Everything you need to know about firewood!
Knowing where your firewood is coming from and how it is treated will make a big difference in how efficient your wood heat is.
If you have a question that isn’t addressed here, give us a call, and we’ll be happy to answer you.
When should I order my firewood?
Kiln Dried is available year round, however it is in high demand during colder months. Plan ahead to avoid delays.
Semi-Seasoned is also available year round, however, should be ordered in early spring and summer to allow for proper drying time.
Availability of Seasoned Wood is limited. Call for availability of seasoned wood between July thru November.
What does it mean to be an approved heat treating facility?
We kiln dry our firewood to prevent invasive insects from being spread to our local forests and your home.
Certified by the State of NH Department of Agriculture as an approved heat treating facility in compliance with all federal and state laws regarding heat treatment and the movement of firewood.
Our facility undergoes an annual renewal process with the State of NH Department of Agriculture to verify heat treatment compliance.

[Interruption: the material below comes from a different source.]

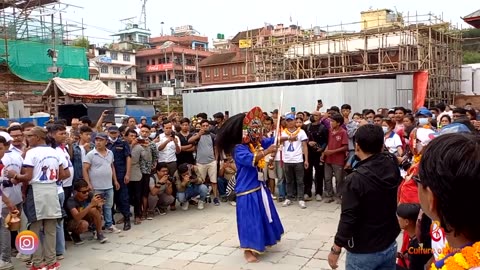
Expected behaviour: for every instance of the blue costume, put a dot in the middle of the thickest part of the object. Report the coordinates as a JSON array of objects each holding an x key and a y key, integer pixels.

How much wood is in a cord? How much wood should I buy?
How much wood is in a cord?
A cord of wood stacked is 128 cubic feet (L x W x H=cf).
How much wood should I buy?
If you are heating a new home (well insulated) with a new efficient stove, the average home will use approximately 6 cords for the winter.
If you are burning wood as a supplement to other home heating systems the average is 2 – 3 cords.
If you are using wood occasionally, plan on 1 -2 cords.
Where should I store my firewood?
Store the wood in stacked piles that are covered and off the ground (allow air to pass over the wood to promote faster drying). A wood shed is recommended.
Choose a spot where you can easily access the wood from your home. When it’s cold and snowing, you don’t want to hike across your yard, dodging obstacles to gather wood. Choose a spot that has good drainage, or use pallets, so the bottom layer of wood doesn’t sink into mud and melting ice.
What happened to debarked firewood?
In 2008 Treehugger farms introduced the debarking of firewood to our operation. In an effort to make firewood a little cleaner the debarker made a difference.
The sale of the unprocessed bark from the debarker paid for the cost of running the machine, and it gave the consumer a better product without a higher price.
Over time the bark market has changed and the price we receive for our unprocessed bark has dropped to the point that we have no choice other than to shut down all debarking of firewood.
We have added a specialized machine to take its place and screen out all loose bark chips, chunks, and sawdust. All firewood after January 1, 2020 will be bark on and we will continue to offer the cleanest wood possible, on time delivery, and guaranteed full measure.